A brief silence fell; and in it, the sound of voices carried clearly through the doors, the voices of the vampire and Slayer who'd stalked out earlier. Angel frowned in that direction, took a deep, unnecessary breath, and then let it out in a frustrated sigh. "Damn. Fine, whatever. But if I ever so much as hear your name again...!"
Lindsey raised his hands. "You don't need to say another word," he said, triumphant.
There were still plenty of loose ends to tie up, of course-- though after all that build-up and no actual fighting required, it all felt kind of anticlimactic to Eliot.
Nate put his fake lawyer's hat back on and verified specific language with Gunn, then blustered his way through obnoxious farewells; Hardison set off a cascade of errors in the building's security system as they left and blanked the cameras along the route to the company carpool, to reduce chances they'd be tracked; and they exited the building without further ado. Parker had exfiltrated there and had the rental car waiting... along with another, unexpected passenger.
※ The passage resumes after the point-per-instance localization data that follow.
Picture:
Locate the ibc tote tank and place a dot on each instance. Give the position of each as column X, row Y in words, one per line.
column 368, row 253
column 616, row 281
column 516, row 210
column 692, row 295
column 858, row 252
From the way Lindsey clutched at Eve's hand on the way back to the apartment, Eliot guessed he hadn't expected her to actually choose him over the firm-- and was more attached to her, too, than he'd been willing to admit before. At least she wasn't a four hundred year old vampire.
Between Lindsey, Eve's choice, and the thing still in his pocket, Eliot was about ninety percent sure that they hadn't heard the last of Wolfram and Hart. They'd bought themselves some breathing room, though; and Eliot thought-- or at least hoped-- that his brother would give up the vengeance kick, rather than waste the slightly tarnished slate that had just been returned to him. Regardless, it was up to Lindsey now; Eliot had done everything he could. Or-- almost.
He pressed a copy of the key of his Boston apartment in Lindsey's hand when they dropped he and Eve off on the way back to Eliot's place, and made a mental note to air that grifter idea with Nate after the inevitable 'so, any other secrets we should know about?' conversation.
Black knight, white knight; maybe both designations were too simplistic, after all. Maybe they were both grey knights now-- and for once, Eliot wasn't upset by the comparison. Whatever happened in the future, he had his brother back, and that was worth every moment of the time and tension of the last few days. Hell, he had more than that; whatever impulse had led him to follow Nathan Ford that day nearly a year before had probably been the smartest decision he'd ever made. Enjoyable work, more than enough money, and a team he could trust; what more could a man want?
Well; maybe a challenging woman-- but there was still time to work on that. Eliot made a mental note to have Hardison track down that Summers woman's current address, and set about helping his team pack up the apartment again, whistling to himself as he worked.